House Prices – More Onerous Rules For Non First-time-buyers Exacerbating Supply Issue
January 15
09:00 2018

The very slight moderation in house price inflation in the latest CSO house price data – from 11.6pc in the year to October to 11.3pc in November in Dublin and from 12.8pc to 11.7pc in the rest of the country in the same period, comes as no surprise as housing supply is still a gulf away from the level of demand, and lenders now have less flexibility in terms of exemptions, according to Brokers Ireland.

Rachel McGovern, Director of Financial Services at the organisation which represents 1,300 impartial broker firms, said that current rules which treat second and subsequent buyers (SSBs) less favourably than first-time buyers was “adding to the supply problem.”  And she said tightening of regulations from January for such buyers was “exacerbating the issue.”

Rachel McGovern, Director of Financial Services at Brokers Ireland which represents 1,300 impartial broker firms throughout Ireland.

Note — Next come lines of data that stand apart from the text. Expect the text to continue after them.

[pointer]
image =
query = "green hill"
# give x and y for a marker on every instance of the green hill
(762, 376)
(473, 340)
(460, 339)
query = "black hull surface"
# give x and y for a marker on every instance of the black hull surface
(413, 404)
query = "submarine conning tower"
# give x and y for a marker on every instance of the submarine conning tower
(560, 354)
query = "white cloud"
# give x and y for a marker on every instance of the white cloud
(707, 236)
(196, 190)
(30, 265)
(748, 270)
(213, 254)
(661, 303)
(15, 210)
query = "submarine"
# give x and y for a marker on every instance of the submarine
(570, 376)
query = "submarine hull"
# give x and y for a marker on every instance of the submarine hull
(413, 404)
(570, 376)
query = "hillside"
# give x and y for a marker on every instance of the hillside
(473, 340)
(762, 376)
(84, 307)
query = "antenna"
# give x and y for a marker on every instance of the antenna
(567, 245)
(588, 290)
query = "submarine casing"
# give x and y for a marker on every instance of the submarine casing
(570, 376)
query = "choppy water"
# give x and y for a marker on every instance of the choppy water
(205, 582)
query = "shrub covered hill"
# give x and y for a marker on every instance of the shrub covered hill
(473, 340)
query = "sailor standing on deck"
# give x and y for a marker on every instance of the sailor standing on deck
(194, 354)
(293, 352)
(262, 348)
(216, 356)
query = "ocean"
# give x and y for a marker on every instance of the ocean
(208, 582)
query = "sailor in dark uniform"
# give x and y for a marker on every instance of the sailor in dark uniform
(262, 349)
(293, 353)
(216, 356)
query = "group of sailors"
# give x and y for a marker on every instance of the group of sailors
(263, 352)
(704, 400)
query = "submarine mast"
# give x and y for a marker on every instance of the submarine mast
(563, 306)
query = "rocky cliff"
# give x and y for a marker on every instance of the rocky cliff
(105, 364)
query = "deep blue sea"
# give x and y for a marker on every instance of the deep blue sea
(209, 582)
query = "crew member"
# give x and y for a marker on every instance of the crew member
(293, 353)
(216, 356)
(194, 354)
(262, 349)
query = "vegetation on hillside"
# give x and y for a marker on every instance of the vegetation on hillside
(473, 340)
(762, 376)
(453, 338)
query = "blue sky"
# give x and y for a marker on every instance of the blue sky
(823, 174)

“If second and subsequent buyers were treated similarly to first-time buyers under the Central Bank mortgage lending rules, that is, being subject to a requirement to find a 10pc rather than a 20pc deposit, it would help improve the supply issue. Huge numbers of such people bought at or close to the height of the market over 10 years ago and they now need to move to fit their altered circumstances. While rising prices have the effect of diminishing or in some cases wiping out their negative equity, for many it is too big a mountain to climb to save a 20pc deposit so that they can move,” she said. “Before loose lending took hold a 10pc deposit was a standard practice that worked.”

Ms McGovern said, however, this is only part of the answer to the property shortage. It would create more movement and availability, and make their current properties available to first-time buyers.

She said Brokers Ireland believe the 3.5 times lending limit is also too restrictive and should have been increased to 4.5 times salary.  “There is no question of excessive lending on the horizon with mortgage lending for year-end likely to be well slack of the €10 billion that could be considered normal. The tragedy of the current situation is that generations are being locked out of the housing market. It may be some time before it is realised the negative impact that will have on their personal wealth over the longer term,” she said.

Ms McGovern said while the principle of macroprudential mortgage rules is good, in Ireland they were introduced far too early in the cycle and have had unintended consequences, such as rent inflation.

“However, it is the lack of supply of housing that is the main problem. The government needs to adapt more dramatic measures than heretofore to deal with the crisis,” she said.

Brokers Ireland says it is unfortunate that what has been prioritised in Ireland is the effects of the housing shortage rather than the cause – a lack of supply of new homes.